Last week Berkeleyan reported on the College of Natural Resources' (CNR) $25 million research collaboration with Novartis Agricultural Discovery Institute (NADI).

The experimental, five-year agreement has generated many questions, from the details of how the funds will be dispensed to ethical and political implications of such an arrangement between a public research institution and a private entity.

Following are a few commonly asked questions of general interest. For the campus press release on the CNR/Novartis collaboration, with hyperlinks to a condensed version of the agreement and a complete Q&A, go to the campus home page (www.berkeley.edu) and select News and Events.

Q: Will NADI funding be linked to individuals? Will it create inequities?

A: Funds are linked to projects, not to individuals. Funds will be awarded to faculty on a competitive basis, and all PMB faculty who elect to participate in the agreement will have the opportunity to apply to the Research Committee for NADI funds. The agreement is designed to narrow, not widen the equity gap among researchers.

Q: How can we be sure the money will fund research in the public interest?

A: University research is academic and benefits the public through teaching, research and the dissemination of information.
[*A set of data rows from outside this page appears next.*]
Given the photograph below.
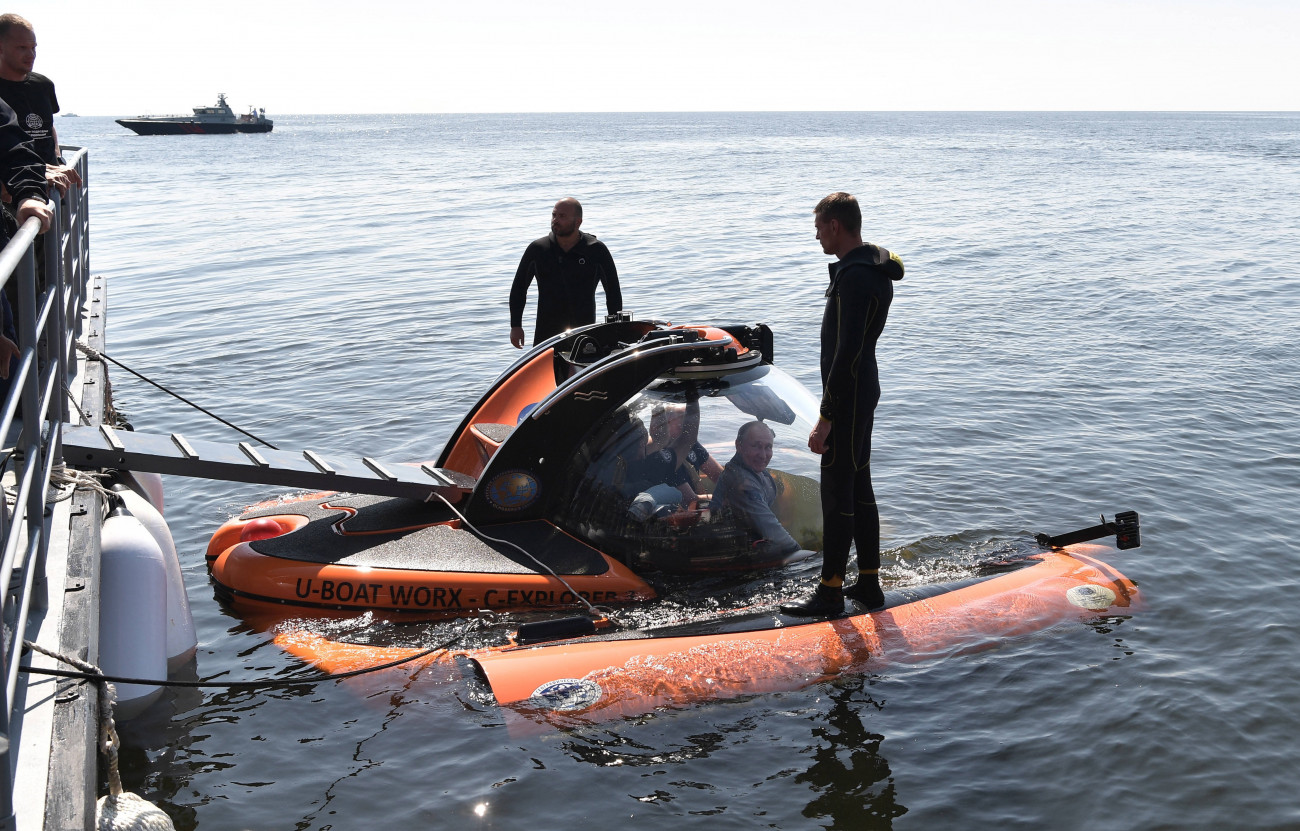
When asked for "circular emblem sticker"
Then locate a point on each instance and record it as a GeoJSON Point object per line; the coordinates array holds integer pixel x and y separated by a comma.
{"type": "Point", "coordinates": [566, 695]}
{"type": "Point", "coordinates": [1095, 597]}
{"type": "Point", "coordinates": [512, 490]}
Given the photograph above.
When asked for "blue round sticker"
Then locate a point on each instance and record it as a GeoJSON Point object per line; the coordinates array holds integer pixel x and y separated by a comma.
{"type": "Point", "coordinates": [512, 490]}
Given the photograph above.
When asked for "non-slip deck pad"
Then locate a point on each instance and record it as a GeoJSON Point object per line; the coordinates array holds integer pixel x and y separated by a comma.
{"type": "Point", "coordinates": [385, 533]}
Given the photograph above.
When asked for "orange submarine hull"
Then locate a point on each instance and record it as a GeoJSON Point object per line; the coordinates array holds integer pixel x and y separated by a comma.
{"type": "Point", "coordinates": [629, 674]}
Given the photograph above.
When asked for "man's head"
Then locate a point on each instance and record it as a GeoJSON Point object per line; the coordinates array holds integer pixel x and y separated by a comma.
{"type": "Point", "coordinates": [17, 47]}
{"type": "Point", "coordinates": [754, 445]}
{"type": "Point", "coordinates": [839, 224]}
{"type": "Point", "coordinates": [566, 217]}
{"type": "Point", "coordinates": [667, 420]}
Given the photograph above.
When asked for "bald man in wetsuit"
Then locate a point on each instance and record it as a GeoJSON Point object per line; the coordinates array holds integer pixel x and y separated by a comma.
{"type": "Point", "coordinates": [567, 265]}
{"type": "Point", "coordinates": [856, 308]}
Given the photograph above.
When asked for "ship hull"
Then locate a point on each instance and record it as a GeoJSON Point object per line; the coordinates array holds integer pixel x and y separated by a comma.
{"type": "Point", "coordinates": [148, 126]}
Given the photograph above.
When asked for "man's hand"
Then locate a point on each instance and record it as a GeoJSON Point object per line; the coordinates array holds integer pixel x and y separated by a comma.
{"type": "Point", "coordinates": [38, 208]}
{"type": "Point", "coordinates": [817, 438]}
{"type": "Point", "coordinates": [61, 177]}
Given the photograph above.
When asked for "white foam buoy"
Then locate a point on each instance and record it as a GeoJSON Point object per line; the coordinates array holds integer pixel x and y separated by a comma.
{"type": "Point", "coordinates": [133, 609]}
{"type": "Point", "coordinates": [144, 483]}
{"type": "Point", "coordinates": [126, 812]}
{"type": "Point", "coordinates": [181, 639]}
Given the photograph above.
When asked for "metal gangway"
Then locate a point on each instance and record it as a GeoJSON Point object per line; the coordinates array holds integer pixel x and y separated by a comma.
{"type": "Point", "coordinates": [48, 316]}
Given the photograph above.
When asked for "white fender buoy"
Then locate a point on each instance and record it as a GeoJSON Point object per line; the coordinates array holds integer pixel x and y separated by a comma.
{"type": "Point", "coordinates": [181, 639]}
{"type": "Point", "coordinates": [148, 485]}
{"type": "Point", "coordinates": [128, 812]}
{"type": "Point", "coordinates": [131, 610]}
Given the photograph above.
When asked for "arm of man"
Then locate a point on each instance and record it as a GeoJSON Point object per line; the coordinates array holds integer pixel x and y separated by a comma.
{"type": "Point", "coordinates": [752, 503]}
{"type": "Point", "coordinates": [519, 295]}
{"type": "Point", "coordinates": [21, 169]}
{"type": "Point", "coordinates": [610, 280]}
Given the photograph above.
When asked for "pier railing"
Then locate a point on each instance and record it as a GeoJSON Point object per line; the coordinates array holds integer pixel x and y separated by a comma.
{"type": "Point", "coordinates": [47, 312]}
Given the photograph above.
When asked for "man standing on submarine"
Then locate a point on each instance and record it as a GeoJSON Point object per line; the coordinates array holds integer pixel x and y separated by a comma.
{"type": "Point", "coordinates": [857, 306]}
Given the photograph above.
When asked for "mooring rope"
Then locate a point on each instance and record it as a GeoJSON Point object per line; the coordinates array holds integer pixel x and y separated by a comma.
{"type": "Point", "coordinates": [98, 355]}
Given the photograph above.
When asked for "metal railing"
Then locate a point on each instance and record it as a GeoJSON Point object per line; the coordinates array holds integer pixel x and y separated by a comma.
{"type": "Point", "coordinates": [47, 316]}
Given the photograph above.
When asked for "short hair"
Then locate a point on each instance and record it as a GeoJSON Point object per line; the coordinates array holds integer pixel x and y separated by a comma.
{"type": "Point", "coordinates": [748, 427]}
{"type": "Point", "coordinates": [843, 208]}
{"type": "Point", "coordinates": [11, 21]}
{"type": "Point", "coordinates": [577, 206]}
Research proposals to be funded by NADI will be written by faculty members, not by NADI. We rely on the integrity of the faculty to further science in a meaningful way. One safeguard in the agreement speaks to precluding the filing of undesirable patents simply to block a competitor of NADI. It says that the University is not required to patent an invention if NADI does not have the ultimate goal of commecializing a product based on the invention.

Q: Is it fair to give one company an inside track?

A: Our departmental faculty support this agreement in part because they have seen the complications that can arise when individual faculty members sign research agreements with different companies. Artificial walls make it difficult for faculty members to discuss their work with colleagues. A professor who is doing research for Monsanto can't discuss it with a colleague who is doing work for Pioneer. You lose the horizontal spark, the interaction that makes academic research vital and productive. We think that working with a single sponsor will not only restore but increase that spark and energize the research enterprise.